(03-12-2011 07:46 AM)Mr. Peanut Wrote: Unless you're in Michigan and your plant moves to Mississippi or you're in Mississippi and your plant moves to Monterey. These moves are rarely driven by anything other than the availability of cheap labor. America deserves a middle class. Income disparity is at it's highest level since '29 while worker productivity is at an all time high.
This is the sound byte that the left wants to sell us. Unfortunately, there are a couple of problems:
1. It's not true. Sure, it applies in some cases, where you're talking low-margin consumer goods, but not nearly as often as it the left wants us to believe. If it were true, Germany would be having the same problems we are, and they aren't. They're prospering by making the same sorts of top-quality, high-end, high-profitability products that we ought to be making here--instead of fretting about losing the shoe-sewing jobs to Thailand. There are other factors that drive the decisions on plant locations, and Germany is beating us there. One reason we don't understand this well is that it's easy to see when a plant moves to Mexico, but it's less visible when a new plant locates elsewhere rather than coming here in the first place.

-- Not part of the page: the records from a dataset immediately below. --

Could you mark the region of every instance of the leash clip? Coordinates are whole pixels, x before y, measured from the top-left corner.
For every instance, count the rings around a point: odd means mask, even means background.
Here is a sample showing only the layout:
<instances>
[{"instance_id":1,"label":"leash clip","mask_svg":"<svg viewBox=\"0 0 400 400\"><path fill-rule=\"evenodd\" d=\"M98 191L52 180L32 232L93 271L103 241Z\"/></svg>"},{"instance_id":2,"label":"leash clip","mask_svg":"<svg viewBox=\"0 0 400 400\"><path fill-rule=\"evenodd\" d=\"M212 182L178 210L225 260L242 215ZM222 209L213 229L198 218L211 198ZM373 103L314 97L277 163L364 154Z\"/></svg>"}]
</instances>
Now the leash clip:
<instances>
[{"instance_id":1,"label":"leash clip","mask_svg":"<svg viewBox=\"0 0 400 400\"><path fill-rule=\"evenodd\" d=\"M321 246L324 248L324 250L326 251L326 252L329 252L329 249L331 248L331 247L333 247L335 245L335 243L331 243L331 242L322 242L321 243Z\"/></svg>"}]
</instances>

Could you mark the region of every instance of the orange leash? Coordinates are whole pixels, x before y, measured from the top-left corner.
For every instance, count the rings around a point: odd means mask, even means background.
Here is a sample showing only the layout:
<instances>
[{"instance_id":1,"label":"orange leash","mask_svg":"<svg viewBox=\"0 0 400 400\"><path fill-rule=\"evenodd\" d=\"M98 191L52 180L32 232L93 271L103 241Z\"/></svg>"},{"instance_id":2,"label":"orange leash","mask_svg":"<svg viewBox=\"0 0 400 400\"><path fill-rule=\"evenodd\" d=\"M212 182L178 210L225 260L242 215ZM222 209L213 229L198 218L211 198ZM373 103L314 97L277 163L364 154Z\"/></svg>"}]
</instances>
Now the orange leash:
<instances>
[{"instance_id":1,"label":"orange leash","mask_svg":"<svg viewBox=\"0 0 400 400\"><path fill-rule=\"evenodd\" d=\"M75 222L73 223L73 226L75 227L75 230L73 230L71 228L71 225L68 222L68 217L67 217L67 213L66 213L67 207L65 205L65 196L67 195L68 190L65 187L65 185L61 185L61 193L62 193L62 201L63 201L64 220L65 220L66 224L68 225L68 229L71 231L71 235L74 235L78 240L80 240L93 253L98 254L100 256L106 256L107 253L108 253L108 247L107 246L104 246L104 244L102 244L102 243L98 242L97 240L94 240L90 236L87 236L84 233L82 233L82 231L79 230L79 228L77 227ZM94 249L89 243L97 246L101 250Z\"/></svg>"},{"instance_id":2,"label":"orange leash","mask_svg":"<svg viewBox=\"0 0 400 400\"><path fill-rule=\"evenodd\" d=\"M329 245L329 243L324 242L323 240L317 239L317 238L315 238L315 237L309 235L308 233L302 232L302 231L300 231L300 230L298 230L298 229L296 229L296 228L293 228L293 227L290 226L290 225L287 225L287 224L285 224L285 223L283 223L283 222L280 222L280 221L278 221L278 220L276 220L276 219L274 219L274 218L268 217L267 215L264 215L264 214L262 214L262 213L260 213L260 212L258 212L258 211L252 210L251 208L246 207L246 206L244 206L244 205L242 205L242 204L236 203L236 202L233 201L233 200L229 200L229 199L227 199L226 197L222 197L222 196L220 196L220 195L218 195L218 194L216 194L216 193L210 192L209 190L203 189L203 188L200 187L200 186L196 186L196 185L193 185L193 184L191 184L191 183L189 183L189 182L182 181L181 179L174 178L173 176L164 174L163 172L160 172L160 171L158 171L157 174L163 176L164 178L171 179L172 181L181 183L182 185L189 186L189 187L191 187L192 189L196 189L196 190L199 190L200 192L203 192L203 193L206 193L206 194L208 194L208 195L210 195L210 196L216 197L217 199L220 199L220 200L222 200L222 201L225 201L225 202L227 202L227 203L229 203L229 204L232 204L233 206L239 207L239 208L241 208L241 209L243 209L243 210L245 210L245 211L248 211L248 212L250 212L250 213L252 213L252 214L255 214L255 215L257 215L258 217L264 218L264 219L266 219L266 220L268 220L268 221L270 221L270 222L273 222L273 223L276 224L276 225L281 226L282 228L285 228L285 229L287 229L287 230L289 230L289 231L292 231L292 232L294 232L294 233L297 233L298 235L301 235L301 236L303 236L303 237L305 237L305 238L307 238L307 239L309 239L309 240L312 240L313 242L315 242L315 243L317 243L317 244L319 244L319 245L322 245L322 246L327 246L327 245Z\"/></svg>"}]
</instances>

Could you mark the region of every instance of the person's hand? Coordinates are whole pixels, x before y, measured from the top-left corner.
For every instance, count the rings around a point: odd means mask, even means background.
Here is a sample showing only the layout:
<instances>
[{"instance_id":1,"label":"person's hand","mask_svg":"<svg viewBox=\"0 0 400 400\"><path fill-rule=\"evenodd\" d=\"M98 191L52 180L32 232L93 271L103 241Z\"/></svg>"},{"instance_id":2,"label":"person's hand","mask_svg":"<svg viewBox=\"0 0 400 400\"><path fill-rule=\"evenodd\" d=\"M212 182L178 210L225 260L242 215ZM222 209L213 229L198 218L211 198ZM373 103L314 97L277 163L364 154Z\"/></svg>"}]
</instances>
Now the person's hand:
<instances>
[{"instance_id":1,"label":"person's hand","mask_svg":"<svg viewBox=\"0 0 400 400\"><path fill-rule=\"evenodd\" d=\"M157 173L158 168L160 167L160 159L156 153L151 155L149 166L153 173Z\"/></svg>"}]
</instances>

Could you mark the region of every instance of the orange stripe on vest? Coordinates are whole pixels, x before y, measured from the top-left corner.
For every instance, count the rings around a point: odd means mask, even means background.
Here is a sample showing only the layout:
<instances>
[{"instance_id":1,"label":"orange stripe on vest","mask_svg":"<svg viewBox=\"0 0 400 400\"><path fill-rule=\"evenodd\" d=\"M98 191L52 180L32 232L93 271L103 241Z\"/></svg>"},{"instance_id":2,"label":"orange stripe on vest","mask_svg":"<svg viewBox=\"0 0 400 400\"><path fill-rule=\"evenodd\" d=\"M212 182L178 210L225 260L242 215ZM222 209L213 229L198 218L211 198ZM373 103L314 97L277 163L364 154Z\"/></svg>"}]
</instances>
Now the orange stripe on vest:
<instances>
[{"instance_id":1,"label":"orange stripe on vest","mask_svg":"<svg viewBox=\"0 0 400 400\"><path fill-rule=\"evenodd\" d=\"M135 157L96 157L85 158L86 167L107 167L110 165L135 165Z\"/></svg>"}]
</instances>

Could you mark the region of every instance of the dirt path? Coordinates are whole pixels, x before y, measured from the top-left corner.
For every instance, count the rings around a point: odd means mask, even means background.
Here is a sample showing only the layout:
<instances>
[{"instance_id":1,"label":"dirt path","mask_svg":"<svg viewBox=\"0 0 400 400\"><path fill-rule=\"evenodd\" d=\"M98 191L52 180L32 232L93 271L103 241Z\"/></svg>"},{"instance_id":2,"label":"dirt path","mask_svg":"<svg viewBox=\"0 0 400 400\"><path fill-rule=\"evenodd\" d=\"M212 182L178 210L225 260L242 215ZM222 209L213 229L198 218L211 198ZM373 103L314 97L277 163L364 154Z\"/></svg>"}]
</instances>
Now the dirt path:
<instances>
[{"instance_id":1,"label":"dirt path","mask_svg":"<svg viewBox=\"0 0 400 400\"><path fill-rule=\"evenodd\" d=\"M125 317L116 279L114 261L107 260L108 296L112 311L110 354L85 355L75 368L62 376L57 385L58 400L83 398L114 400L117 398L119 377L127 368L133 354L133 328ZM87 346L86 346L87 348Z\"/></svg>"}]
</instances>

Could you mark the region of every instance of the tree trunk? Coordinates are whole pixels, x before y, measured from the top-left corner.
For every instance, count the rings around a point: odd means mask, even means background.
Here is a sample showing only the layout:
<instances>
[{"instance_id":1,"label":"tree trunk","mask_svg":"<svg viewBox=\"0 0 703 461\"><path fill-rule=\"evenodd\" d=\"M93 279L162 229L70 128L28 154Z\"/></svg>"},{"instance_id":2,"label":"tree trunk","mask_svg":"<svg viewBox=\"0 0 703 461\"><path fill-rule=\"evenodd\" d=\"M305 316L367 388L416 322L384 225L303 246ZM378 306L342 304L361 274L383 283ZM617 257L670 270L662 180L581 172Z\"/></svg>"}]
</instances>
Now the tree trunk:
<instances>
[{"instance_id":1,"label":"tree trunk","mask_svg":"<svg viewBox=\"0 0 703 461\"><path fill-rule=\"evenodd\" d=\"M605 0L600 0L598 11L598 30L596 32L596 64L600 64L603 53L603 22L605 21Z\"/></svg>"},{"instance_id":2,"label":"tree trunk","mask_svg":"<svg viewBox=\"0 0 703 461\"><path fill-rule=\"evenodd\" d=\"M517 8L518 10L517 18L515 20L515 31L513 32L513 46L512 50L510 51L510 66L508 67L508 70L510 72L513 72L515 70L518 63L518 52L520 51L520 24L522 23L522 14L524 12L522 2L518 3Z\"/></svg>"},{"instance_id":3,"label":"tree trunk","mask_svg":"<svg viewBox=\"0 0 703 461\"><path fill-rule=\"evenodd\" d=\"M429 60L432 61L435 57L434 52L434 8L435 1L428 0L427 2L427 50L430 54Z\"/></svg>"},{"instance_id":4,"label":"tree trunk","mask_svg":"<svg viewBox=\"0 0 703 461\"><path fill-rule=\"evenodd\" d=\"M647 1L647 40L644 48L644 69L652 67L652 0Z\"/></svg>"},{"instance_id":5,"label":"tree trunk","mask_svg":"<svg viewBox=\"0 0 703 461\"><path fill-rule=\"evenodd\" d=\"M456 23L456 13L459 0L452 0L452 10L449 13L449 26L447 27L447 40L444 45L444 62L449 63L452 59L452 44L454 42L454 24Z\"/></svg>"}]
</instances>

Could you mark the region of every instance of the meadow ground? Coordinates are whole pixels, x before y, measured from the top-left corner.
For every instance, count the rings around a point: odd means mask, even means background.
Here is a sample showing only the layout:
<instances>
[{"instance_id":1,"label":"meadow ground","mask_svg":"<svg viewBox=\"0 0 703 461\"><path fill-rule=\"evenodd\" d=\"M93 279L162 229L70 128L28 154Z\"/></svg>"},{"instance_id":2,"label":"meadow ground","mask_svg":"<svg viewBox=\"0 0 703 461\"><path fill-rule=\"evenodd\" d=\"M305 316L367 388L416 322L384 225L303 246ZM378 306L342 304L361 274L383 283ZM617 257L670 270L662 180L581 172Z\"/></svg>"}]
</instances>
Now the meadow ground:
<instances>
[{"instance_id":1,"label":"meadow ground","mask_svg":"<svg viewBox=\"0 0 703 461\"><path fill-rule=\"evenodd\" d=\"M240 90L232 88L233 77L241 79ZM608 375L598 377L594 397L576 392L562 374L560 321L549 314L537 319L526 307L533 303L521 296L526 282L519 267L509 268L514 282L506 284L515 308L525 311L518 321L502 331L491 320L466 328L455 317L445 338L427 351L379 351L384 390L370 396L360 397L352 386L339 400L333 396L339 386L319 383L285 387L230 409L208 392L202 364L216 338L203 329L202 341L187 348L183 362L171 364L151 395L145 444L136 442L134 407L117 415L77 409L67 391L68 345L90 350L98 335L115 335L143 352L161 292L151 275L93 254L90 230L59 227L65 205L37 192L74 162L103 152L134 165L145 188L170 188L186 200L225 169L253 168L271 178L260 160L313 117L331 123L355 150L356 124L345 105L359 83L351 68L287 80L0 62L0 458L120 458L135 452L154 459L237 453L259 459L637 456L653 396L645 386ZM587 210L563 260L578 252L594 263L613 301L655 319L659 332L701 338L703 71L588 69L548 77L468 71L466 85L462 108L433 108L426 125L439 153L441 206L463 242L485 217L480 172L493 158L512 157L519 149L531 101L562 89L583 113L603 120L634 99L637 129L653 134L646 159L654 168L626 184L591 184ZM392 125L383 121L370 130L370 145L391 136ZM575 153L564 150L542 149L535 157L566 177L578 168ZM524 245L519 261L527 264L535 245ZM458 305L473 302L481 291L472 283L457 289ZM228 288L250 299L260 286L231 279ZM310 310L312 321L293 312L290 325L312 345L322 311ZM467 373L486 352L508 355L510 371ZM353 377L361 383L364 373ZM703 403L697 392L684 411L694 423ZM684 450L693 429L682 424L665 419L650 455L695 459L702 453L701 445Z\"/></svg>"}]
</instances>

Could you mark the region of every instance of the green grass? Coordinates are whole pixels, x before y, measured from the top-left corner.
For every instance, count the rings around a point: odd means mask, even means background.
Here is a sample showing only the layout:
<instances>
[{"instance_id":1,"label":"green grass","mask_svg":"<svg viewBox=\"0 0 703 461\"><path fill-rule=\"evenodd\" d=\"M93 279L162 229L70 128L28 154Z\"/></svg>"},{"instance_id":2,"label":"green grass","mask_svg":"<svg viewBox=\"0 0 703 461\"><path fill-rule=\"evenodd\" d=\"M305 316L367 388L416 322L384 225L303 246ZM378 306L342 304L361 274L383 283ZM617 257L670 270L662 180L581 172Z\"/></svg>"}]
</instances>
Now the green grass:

2. Suppose hypothetically that it is true. What do we do about it? The left has no answer there.
I'm speaking from extensive experience. After working in strategic planning for a multi-national manufacturer of a high-tech product line used in the energy and medical sectors, I consulted companies on location decisions. The eye opener for me was a project to locate a new plant, where the decision came down to Wichita or northern France. Corporate really wanted Wichita, and there was pretty intense pressure on us to slant the decision that way. In the mid-to-late 80s, at the height of Reaganomics and with a socialist government in France, the tax advantages to locating in France were more than we could overcome. So corporate decided to assume that Reagan would fix the tax gap and overruled us. Until the president and his wife went to Wichita for a weekend of wining and dining before the award was to be announced. It snowed a bunch, Wichita didn't have adequate snow removal equipment, a bunch of events got canceled because nobody could get there, president and wife sat in their hotel room and ate beanie weenies all weekend, and wife told him that they weren't going anywhere that didn't have snow plows--so the plant went to France.
Corporations make plant siting decisions based on wages and other costs, productivity (a product of education, logistics, and infrastructure), taxes (which tend to be more easily quantifiable than other factors, and hence take on greater importance), proximity to suppliers and markets, regulatory hassles, and risks. The places with lowest wages tend to be lowest productivity and highest risk, so those tend to offset. We used to win a bunch of those, and that made us competitive despite higher wages. Germany is one of many countries beating us on those other things, and that's a big reason why they're net exporters and we're net importers.
And I think you mean Monterrey, not Monterey. Monterey's in California, and nobody's moving from Mississippi to California for lower wages.